A report from the Wall Street Journal. “A government effort to give Americans a break on their mortgage payments during the coronavirus pandemic hasn’t provided the relief many homeowners were hoping for. The stimulus package that Congress passed in March allows homeowners with federally-backed loans to suspend monthly payments for up to a year without penalty, if they face financial hardship. But the law doesn’t specify what happens after the so-called forbearance period ends. Many borrowers say they are being told they will have to make lump-sum ‘balloon’ payments.”

“‘They want to make it as difficult as possible for people not to give them their money,’ said Vincent Russo, a 43-year-old waiter at a steakhouse in Tampa who was laid off last month. His mortgage servicer, AmeriHome Mortgage Co., told him on April 14 that it would assess his situation after a three-month forbearance period but that a balloon payment was possible. ‘I said, if someone doesn’t have income, how do you expect them to pay three or four months all in one big chunk?’ Mr. Russo recalled.”

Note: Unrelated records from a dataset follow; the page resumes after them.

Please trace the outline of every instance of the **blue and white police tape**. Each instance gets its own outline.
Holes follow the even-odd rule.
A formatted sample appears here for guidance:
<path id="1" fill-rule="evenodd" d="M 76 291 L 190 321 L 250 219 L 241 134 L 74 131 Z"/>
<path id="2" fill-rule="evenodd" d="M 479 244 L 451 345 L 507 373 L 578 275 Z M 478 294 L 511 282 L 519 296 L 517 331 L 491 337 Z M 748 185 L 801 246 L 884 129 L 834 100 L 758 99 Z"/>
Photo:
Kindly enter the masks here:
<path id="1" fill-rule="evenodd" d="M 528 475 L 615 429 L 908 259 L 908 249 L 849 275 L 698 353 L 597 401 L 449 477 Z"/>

From Forbes. “Mortgage rates are still hovering near record lows. According to Freddie Mac, the average rate on a 30-year, fixed-rate mortgage was a mere 3.33% last week—just barely above the record-setting 3.29% seen in early March. While this is certainly welcome news for those looking to get a deal on a new home purchase, it’s not necessarily cause for celebration. In fact, those low rates probably aren’t even feasible for a large bulk of the population thanks to tightening lender standards.”

“In recent weeks, mortgage lenders have been adopting stricter eligibility requirements, fearing a wave of foreclosures in the wake of COVID-19. Chase even raised its minimum credit score to 700 for all new home loans earlier this month. Online lender Better.com raised its to 680. But these are just two of the hundreds of lenders that are raising the bar in light of the current health crisis.”

The Philadelphia Inquirer in Pennsylvania. “Navy Federal Credit Union also stopped offering FHA loans, with the hopes that it will resume that product in early 2021, ‘but that’s not fully confirmed at this point,” said a spokesperson for the credit union. ‘Credit requirements have gotten tighter across the board. Lenders are raising credit score requirements by 100 points,’ said David Lazowski, regional senior vice president at Fairway Independent Mortgage Corp. in Boston. ‘We used to do loans down to 520, now we’re up to a minimum 580 credit score; there’s a chance they might go to 700. We hope that doesn’t happen because it will put people at a disadvantage.'”

“‘There was a reduction in the availability of loans with lower credit scores and higher LTV ratios, and the largest pullback came from the jumbo and non-QM space,’ said Joel Kan, associate vice president of economic and industry forecasting at MBA, said of non-qualified mortgages, which have relaxed lending standards. ‘This month’s release highlights the large retreat from jumbo and non-QM investors due to a sharp drop in liquidity. Lenders are making credit criteria changes to account for the increased likelihood of forbearance and defaults, as well as higher costs.'”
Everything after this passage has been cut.